This leaves us six combinations of beliefs and what they are about that we can, without logical contradiction, modify by means of a temporal transaction. Asserted Versioning recognizes all six combinations. But the standard temporal model does not permit data to be located in future belief time, and so it does not recognize combinations (vii), (viii) or (ix) as meaningful. It does not attempt to develop a data management framework within which we can make statements about what we may in the future believe.
Future beliefs, and their representation in temporal tables as not yet asserted rows, are precisely what make the difference between the assertion time dimension of Asserted Versioning and the transaction time dimension of the standard temporal model. Without it, the two temporal dimensions of Asserted Versioning are semantically equivalent to the two temporal dimensions of the standard temporal model. Without it, assertion time is equivalent to transaction time.
But is it valid to locate data in future belief time? After all, as we noted in a footnote a short while ago, we can be certain about what we once believed and about what we currently believe, but we cannot be certain about what we will believe. On the other hand, a lack of certainty is not the same thing as a logical contradiction. There is nothing logically invalid about making statements about what we think was, is or may come to be true. By the same token, there is nothing logically invalid about making statements about what we currently believe or may come to believe was, is or may turn out to be true. The only logical contradition is the one already noted, that because of the temporalized extension of the CWA, it is a logical contradiction to create a row representing a statement about what, prior to the time the row was created, we then believed/asserted to be true.
We should now have a clear idea of what deferred transactions and deferred assertions are. They are the data in categories (vii), (viii) and (ix) of Figure 12.1. We understand that neither the standard temporal model nor, for that matter, any more recent computer science work on bi-temporality that we are aware of, recognizes data which represents what we are not yet willing to assert is true about what things were like, are like or may turn out to be like.

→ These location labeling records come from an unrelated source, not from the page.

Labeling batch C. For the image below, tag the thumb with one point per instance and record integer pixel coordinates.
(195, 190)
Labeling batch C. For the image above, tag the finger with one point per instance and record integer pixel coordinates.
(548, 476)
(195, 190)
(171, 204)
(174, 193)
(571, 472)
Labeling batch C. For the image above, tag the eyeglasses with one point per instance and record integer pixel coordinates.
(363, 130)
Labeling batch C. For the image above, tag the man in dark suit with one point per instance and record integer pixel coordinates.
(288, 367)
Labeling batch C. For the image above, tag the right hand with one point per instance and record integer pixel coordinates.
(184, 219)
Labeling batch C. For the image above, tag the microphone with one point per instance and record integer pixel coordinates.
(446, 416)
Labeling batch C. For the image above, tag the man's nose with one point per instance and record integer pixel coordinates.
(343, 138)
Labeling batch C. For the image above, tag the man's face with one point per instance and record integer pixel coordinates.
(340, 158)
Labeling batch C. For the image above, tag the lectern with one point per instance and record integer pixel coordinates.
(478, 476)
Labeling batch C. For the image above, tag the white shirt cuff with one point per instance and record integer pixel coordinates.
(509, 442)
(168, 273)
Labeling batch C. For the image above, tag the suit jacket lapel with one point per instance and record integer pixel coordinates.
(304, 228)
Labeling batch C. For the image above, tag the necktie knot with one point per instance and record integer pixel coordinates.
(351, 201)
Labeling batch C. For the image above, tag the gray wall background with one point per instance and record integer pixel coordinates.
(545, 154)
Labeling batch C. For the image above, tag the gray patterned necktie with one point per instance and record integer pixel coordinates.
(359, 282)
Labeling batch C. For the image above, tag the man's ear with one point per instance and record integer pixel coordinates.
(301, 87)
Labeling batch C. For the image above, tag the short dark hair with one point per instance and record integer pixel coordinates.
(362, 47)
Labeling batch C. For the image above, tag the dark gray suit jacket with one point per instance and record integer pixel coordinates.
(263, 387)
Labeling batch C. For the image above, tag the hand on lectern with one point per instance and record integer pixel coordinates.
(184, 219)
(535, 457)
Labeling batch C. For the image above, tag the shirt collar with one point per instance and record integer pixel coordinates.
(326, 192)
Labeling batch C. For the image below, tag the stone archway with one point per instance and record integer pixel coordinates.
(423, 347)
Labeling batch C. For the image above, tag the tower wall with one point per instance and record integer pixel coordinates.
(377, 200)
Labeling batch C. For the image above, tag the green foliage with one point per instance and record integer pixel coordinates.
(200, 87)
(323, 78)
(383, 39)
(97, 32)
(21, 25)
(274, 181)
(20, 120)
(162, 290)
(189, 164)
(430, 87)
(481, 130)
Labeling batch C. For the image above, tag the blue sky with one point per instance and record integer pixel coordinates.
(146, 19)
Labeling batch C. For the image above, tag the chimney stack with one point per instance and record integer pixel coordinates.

Before discussing deferred transactions and deferred assertions, we want to explain how they are one subtype of a more generalized concept, of something we call pipeline datasets. Once we have done that, the remainder of this chapter will focus on deferred transactions and deferred assertions, and the business value of internalizing them. Then, in the next chapter, we will look at several other kinds of pipeline datasets, and the business value of internalizing them as well.
The Internalization of Pipeline Datasets
We begin by introducing some new terminology. Dataset is an older technical term, and up to this point in the book, we have used it to refer to any physical collection of data. Going forward, we would like to narrow that definition a bit. From now on, when we talk about datasets, we will mean physical files, tables, views or other managed objects in which the managed object itself represents a type and contains multiple managed objects each of which represent an instance of that type. Thus, comma-delimited files are datasets, as are flat files, indexed files and relational tables themselves. A graphic image is not a dataset, in this narrower sense of the term, nor is a CLOB (a character large object).
Production datasets are datasets that contain production data. Production data is data that describes the objects and events of interest to the business. It is a semantic concept. Production databases are the collections of production datasets which the business recognizes as the official repositories of that data. Production databases consist of production tables, which are production datasets whose data is designated as always reliable and always available for use.
When production data is being worked on, it may reside in any number of production datasets, for example in those datasets we call batch transaction files, or transaction tables, or data staging areas. Once we've got the data just right, we use it to transform the production tables that are its targets. The transformation may be carried out by applying insert, update and delete transactions to the production tables. At other times, the transformation may be a merge of data we've been working on into those tables, or a replacement of some of the data in those tables with the data we've been working on.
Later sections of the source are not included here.